My solution (print both decimal and binary)


#1

[code]#include <stdio.h>
#include <inttypes.h>

void makeBinary(int64_t n)
{
if (n) {
if (n & 1) {
makeBinary(n >> 1);
printf(“1”);
} else {
makeBinary(n >> 1);
printf(“0”);
}
}
}

void printBinary(int64_t n)
{
makeBinary(n);
printf("\n");
}

int main(int argc, const char * argv[])
{
uint64_t a = 1;
for (int i = 0; i < 64; i++) {
if (i%2) {
a <<= 1;
a |= 1;
} else {
a <<= 1;
}
}

printf("%" PRIu64 "\n", a);

printBinary(a);
    
return 0;

}[/code]


#2

printBinary is discriminating against zero. Zero is a perfectly good number.


#3

Yes, you’re right!
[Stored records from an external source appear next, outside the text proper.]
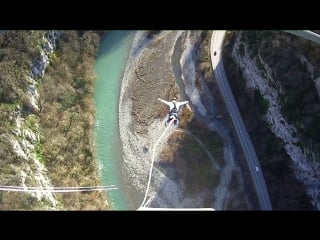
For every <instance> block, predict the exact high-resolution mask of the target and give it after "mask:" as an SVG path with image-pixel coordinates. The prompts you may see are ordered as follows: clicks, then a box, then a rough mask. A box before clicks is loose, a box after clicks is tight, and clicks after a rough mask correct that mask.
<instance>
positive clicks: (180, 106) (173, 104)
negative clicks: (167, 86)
mask: <svg viewBox="0 0 320 240" xmlns="http://www.w3.org/2000/svg"><path fill="white" fill-rule="evenodd" d="M158 100H159V101H161V102H163V103H164V104H166V105H168V106H169V113H168V115H167V121H166V125H167V124H169V123H170V122H171V121H173V124H174V125H175V126H176V127H178V125H179V116H178V114H179V111H180V107H181V106H183V105H185V104H187V103H189V101H183V102H177V101H176V100H177V99H176V98H175V97H174V98H172V100H171V102H168V101H166V100H163V99H161V98H158Z"/></svg>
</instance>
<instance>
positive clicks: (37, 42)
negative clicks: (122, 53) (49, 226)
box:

I didn’t consider zero. Here is new printBinary():

[code]void makeBinary(int64_t n, int counter)
{
counter -= 1;
if (counter) {
if (n & 1) {
makeBinary(n >> 1, counter);
printf(“1”);
} else {
makeBinary(n >> 1, counter);
printf(“0”);
}
}
}

void printBinary(int64_t n)
{
makeBinary(n, 64+1);
printf("\n");
}[/code]


#4

No, that is pretty messy.

This will do the job nicely:

void printBinary (int64_t n)
{
   if (!n) {
        printf ("0");
   }
   else {
        makeBinary (n);
   }
   printf ("\n");
}

Also I would rename makeBinary to make its purpose clear.

For example:

void printBinary (int64_t n)
{
   if (!n) {
        printf ("0");
   }
   else {
       void printBinaryBits (int64_t);
       printBinaryBits (n);
   }
   printf ("\n");
}

void printBinaryBits (int64_t n)
{
    if (n) {
        if (n & 1) {
            printBinaryBits (n >> 1);
            printf ("1");
        } else {
            printBinaryBits (n >> 1);
            printf ("0");
        }
    }
}

[Accelerate your learning and become a competent programmer: pretty-function.org]


#5

Hi @abex10, I just did a quick and dirty fix. You really inspired me!